Pierwsza sprawa — nie poddawaj się. Poskacz przez godzinkę (jeśli chodzi o moje rezultaty to były one kwestią kilkunastu minut i szczęścia) i postaraj się o dwa idealne wybicia w ciągu jednego konkursu. Jeśli tak się stanie, a wiatr nie popsuje ci dobrego wyjścia z progu, to nota powinna być wysoka.
Druga sprawa — wiatr. Nie marnuj sobie czasu skacząc przy "czerwonym" wietrze — chyba że chciałbyś potrenować odbicie. Zdecydowanie lepiej jest 10 razy skorzystać z klawisza F10, by za 11. razem złapać dobry wiatr (a najlepszym jest ten w okolicach 0,5-2,5 m/s).
Trzecia sprawa — odchylenie. o tym pisałem już w poprzednim poradniku — wchodzimy w ustawienia klawiatury w Panelu sterowania, zmieniamy Częstotliwość powtarzania na maksymalną i hopsa! trenujemy aż do znudzenia, by nauczyć się jak najszybciej dojść do optymalnej pozycji. Należy się tutaj nauczyć przytrzymania strzałki do odpowiedniej chwili, by nie wylądować między nartami, tylko tuż nad nimi.
Czwarta sprawa — lot. w czołówce wszystko zależy od podmuchów, bowiem każdy udany skok jest od nich uzależniony. Jeśli skoczek trafi na konkurs, w którym będzie przyjemnie unosiło narty powyżej poziomu skoczka, a na dodatek trafią się dwa idealne wybicia, to nota będzie dobra.

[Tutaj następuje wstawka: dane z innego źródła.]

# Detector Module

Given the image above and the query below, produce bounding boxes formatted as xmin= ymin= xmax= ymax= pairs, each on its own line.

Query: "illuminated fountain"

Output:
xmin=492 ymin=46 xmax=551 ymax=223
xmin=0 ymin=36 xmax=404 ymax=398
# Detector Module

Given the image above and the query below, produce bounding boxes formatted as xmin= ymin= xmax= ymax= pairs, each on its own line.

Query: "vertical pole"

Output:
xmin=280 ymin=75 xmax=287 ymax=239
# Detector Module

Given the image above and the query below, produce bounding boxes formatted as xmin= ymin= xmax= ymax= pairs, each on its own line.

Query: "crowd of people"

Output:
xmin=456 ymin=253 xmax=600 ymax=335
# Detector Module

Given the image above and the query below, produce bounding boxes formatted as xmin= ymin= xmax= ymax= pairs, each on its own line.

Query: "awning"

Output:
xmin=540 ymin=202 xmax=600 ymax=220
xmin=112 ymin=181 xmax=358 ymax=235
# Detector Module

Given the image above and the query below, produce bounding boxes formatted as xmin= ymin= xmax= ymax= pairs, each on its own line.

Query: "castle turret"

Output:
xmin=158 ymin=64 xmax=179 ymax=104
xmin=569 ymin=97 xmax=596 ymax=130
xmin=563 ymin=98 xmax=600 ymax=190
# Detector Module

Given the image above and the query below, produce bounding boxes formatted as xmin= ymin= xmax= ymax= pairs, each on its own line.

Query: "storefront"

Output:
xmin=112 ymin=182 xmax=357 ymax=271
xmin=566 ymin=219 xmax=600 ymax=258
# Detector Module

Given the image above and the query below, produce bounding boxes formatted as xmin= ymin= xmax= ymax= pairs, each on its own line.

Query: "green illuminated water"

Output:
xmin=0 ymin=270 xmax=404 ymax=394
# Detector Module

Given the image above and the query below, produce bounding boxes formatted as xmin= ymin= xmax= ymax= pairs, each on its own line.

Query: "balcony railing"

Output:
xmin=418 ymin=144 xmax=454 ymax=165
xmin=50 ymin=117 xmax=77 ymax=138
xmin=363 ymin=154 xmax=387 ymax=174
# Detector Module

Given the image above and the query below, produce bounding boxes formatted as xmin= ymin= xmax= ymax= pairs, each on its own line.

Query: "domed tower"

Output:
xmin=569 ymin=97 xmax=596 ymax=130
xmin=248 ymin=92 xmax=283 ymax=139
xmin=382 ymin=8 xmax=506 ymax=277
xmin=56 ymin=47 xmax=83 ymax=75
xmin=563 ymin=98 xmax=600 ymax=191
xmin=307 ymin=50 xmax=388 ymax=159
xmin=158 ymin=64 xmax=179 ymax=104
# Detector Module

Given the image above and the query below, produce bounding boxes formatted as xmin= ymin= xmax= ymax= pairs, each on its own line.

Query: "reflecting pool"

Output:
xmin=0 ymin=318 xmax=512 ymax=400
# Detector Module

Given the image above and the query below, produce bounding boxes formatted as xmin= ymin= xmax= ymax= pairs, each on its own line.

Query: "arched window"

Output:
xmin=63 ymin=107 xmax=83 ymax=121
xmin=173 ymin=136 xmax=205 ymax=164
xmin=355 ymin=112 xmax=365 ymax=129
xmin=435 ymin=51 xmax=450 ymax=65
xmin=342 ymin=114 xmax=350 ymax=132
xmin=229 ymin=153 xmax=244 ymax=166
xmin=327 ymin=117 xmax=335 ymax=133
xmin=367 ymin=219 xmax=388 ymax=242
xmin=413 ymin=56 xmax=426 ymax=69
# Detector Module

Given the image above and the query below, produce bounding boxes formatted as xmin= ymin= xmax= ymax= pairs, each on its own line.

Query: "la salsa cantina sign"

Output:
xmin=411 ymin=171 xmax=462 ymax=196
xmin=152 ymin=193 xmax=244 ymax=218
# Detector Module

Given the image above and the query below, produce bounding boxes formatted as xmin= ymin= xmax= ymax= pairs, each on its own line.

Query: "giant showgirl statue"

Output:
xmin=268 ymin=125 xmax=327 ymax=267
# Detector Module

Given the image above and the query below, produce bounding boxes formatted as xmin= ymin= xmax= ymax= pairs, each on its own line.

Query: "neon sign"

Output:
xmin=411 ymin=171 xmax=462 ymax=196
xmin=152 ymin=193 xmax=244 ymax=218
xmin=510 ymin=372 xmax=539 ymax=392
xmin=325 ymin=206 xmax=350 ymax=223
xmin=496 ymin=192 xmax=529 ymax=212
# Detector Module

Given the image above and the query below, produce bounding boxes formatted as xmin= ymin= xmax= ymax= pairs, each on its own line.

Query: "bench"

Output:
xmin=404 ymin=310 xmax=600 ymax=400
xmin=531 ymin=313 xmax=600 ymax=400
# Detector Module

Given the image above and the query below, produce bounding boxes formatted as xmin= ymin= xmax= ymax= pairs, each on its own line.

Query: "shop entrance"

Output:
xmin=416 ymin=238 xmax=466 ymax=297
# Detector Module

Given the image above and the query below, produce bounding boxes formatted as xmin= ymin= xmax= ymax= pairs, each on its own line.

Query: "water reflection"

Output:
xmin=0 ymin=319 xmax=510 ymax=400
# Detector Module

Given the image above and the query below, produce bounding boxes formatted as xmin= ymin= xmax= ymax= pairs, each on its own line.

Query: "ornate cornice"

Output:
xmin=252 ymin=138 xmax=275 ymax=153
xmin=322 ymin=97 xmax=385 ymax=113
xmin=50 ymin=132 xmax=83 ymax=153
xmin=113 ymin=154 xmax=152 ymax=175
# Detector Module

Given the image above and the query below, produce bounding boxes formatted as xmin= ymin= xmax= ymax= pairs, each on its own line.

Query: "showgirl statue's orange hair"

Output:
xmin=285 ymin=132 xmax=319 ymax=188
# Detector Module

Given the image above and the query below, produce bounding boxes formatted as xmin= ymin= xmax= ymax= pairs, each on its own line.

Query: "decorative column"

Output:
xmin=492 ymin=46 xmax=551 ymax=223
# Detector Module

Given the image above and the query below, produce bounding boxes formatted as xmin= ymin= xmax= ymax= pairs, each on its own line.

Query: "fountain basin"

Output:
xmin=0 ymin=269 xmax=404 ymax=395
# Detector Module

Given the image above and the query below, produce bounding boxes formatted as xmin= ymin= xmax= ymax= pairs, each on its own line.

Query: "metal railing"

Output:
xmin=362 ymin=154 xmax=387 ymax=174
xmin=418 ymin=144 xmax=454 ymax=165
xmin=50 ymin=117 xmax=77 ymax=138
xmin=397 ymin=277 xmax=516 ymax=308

Piąta sprawa — lądowanie. Nie traćmy punktów lądując na dwie nogi na niezbyt dalekich odległościach. Zarówno na Oberstdorfie, jak i na Ga-Pa czy Holmenkollen można lądować na odległościach powyżej 125 metrów telemarkiem. Wystarczy odpowiednio wcześnie się odchylić (strzałką w lewo, by uzyskać lepsze noty), a później kombinacją klawiszy R, a potem T doprowadzić do udanego telemarku.
Podstawową kwestią jest tutaj cierpliwość. Nie wysyłaj skoków kilka minut po ich oddaniu, tylko postaraj się o lepszą notę i wyślij maila w ostatecznym terminie. Życzę więc dalekich lotów.